Le piace raccontare l’Italia agli irlandesi e l’Irlanda agli italiani. I suoi incontri sono sempre molto seguiti.

“Cork è una città molto affascinata dall’Italia. Mi piace essere considerato un ‘ambasciatore’ della Liguria. Ambasciatore… ma senza portafoglio! Molto belli, in particolare, gli incontri realizzati grazie alla Società Dante Alighieri, con quattrocento o cinquecento studenti ospiti ogni volta. Noi siamo un paese profondamente cattolico, quindi l’Italia, e soprattutto Roma in quanto città dove vive il Papa, sono un punto di riferimento. Io però quando sono in Italia amo vivere all’italiana. Non parlare inglese. Non sono qui per essere un expat. Mangio italiano, bevo italiano, parlo italiano, ora un po’ meglio di prima. A dir la verità, mangio italiano anche in Irlanda…”.

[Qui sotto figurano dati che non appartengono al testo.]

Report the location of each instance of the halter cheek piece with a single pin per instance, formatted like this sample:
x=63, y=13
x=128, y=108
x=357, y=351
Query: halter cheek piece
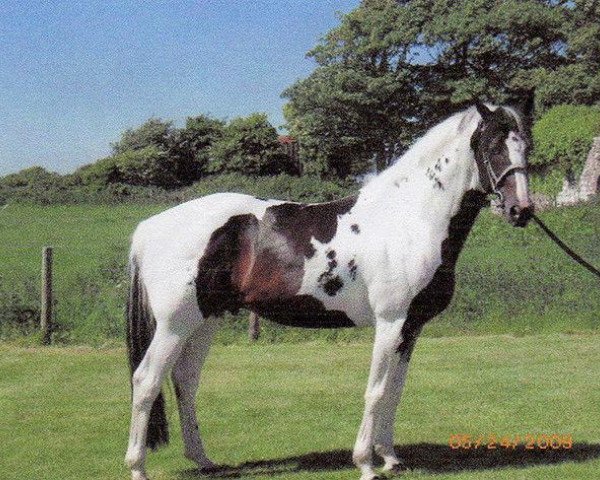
x=495, y=180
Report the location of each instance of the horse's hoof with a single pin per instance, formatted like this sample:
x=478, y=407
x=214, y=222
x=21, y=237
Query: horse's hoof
x=138, y=475
x=395, y=469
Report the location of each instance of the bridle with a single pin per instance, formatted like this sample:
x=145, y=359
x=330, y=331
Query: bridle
x=494, y=179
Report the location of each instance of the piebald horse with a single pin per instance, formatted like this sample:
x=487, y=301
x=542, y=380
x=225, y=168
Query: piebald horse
x=385, y=258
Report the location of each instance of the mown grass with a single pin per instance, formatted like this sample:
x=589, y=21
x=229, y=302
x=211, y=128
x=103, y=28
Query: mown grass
x=509, y=280
x=291, y=411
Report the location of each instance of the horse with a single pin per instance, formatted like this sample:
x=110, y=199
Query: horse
x=385, y=258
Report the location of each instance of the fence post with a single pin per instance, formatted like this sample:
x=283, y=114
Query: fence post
x=253, y=327
x=46, y=307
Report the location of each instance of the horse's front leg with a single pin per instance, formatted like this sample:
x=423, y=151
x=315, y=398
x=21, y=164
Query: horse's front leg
x=384, y=432
x=384, y=366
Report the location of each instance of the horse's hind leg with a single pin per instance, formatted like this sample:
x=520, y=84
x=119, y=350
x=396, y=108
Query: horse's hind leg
x=186, y=377
x=147, y=381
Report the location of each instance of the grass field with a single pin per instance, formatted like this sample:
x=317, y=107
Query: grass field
x=509, y=280
x=291, y=411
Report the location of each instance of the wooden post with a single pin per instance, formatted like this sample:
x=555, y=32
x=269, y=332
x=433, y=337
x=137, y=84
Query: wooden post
x=253, y=327
x=46, y=308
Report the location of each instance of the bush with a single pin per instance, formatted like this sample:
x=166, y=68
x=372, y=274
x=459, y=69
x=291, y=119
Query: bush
x=563, y=137
x=249, y=146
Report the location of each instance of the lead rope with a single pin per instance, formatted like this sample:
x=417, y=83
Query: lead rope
x=565, y=248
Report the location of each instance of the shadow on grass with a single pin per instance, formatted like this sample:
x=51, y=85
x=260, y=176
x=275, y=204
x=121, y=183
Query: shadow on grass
x=426, y=457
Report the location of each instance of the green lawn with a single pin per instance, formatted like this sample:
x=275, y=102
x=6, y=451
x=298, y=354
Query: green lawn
x=508, y=280
x=291, y=411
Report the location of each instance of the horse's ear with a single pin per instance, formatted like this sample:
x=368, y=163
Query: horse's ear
x=484, y=111
x=527, y=104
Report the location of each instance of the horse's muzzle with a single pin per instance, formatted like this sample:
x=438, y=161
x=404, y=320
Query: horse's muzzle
x=519, y=215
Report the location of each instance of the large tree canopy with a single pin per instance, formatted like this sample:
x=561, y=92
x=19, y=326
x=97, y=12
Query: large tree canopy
x=393, y=68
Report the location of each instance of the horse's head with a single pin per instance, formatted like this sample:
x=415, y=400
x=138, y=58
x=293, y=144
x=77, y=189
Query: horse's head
x=501, y=145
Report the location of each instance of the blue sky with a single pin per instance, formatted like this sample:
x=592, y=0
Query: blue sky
x=74, y=75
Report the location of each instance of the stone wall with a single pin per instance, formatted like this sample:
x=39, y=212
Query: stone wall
x=589, y=182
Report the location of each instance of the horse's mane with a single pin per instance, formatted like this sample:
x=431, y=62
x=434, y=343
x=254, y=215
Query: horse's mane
x=432, y=144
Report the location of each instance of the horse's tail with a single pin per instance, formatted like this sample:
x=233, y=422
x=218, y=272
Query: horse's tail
x=140, y=330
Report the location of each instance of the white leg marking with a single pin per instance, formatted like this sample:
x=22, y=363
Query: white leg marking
x=186, y=377
x=381, y=379
x=147, y=381
x=384, y=437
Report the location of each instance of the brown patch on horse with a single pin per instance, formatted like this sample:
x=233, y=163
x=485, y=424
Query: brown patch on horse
x=260, y=265
x=221, y=263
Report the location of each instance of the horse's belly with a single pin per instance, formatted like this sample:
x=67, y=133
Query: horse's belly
x=301, y=311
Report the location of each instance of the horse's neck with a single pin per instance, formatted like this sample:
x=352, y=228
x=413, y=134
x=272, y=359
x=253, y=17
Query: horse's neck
x=428, y=182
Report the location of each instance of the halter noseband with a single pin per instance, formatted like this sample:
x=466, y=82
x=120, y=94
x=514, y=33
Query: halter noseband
x=494, y=179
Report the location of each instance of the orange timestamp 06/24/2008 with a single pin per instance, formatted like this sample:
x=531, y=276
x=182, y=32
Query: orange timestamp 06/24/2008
x=528, y=441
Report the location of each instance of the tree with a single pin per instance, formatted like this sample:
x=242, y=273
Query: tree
x=190, y=147
x=391, y=69
x=155, y=132
x=248, y=145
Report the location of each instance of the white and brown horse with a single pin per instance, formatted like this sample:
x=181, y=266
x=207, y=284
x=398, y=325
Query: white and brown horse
x=384, y=258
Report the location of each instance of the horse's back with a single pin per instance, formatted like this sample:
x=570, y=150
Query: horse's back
x=168, y=246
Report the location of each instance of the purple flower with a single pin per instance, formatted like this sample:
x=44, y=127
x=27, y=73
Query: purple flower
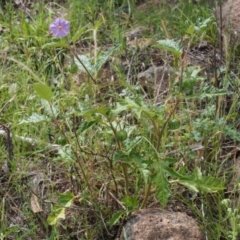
x=59, y=28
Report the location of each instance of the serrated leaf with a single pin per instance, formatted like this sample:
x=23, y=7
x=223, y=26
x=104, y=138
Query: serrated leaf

Si sente più italiano o irlandese, insomma?

“Mi sento un cittadino del mondo”.


E come fa a svegliarsi poeta o prosatore?

“In questi ultimi due anni ho scritto solo tre poesie. Mi sveglio quasi sempre prosatore. Però una mia poesia, dedicata a Genova, uscirà prossimamente, nell’antologia ‘Genova, un omaggio in poesia’”.


Ci sono novità in arrivo, vero?

“Nutrimenti, che è un editore romano che lavora molto bene, pubblicherà nel 2020 il mio primo romanzo, tradotto in italiano. Il titolo originale è ‘Grace’s Day’, un giorno di grazia. Racconta di una famiglia irlandese tra l’isola di Wight, l’isola di Procida e la baia di Napoli, oltre che in Inghilterra. A me piaceva molto anche Procida, ma poi con Liz abbiamo scelto Camogli. In italiano, invece, è stata tradotta una raccolta di poesie, dal titolo ‘Le notizie sono’, con l’editore Mobydick”.


Che tipo di poesie scrive?

“Soprattutto poesie del filone civile. Brani che parlano di politica, di attualità, di cambiamenti del clima, di impegno sociale. Ora però, come dicevo, sono più dedito al romanzo, alle novelle. Ma ho scritto anche un paio di libri di storia, e uno sulla famiglia di mia zia, che è poi il seguito di ‘Suzy Suzy’”.


Che rapporto ha con l’Inghilterra?

“In Inghilterra vivono mio figlio e i miei due nipotini. Quando torno a casa, passo sempre a trovarli e porto loro dei libri, che compro qui a Camogli, nella bella libreria ‘Ultima spiaggia’ di Fabio, un bravissimo libraio. Ma l’Inghilterra è ormai un paese straniero, è tutto molto strano con la Brexit. Quella è stata una vera pazzia”.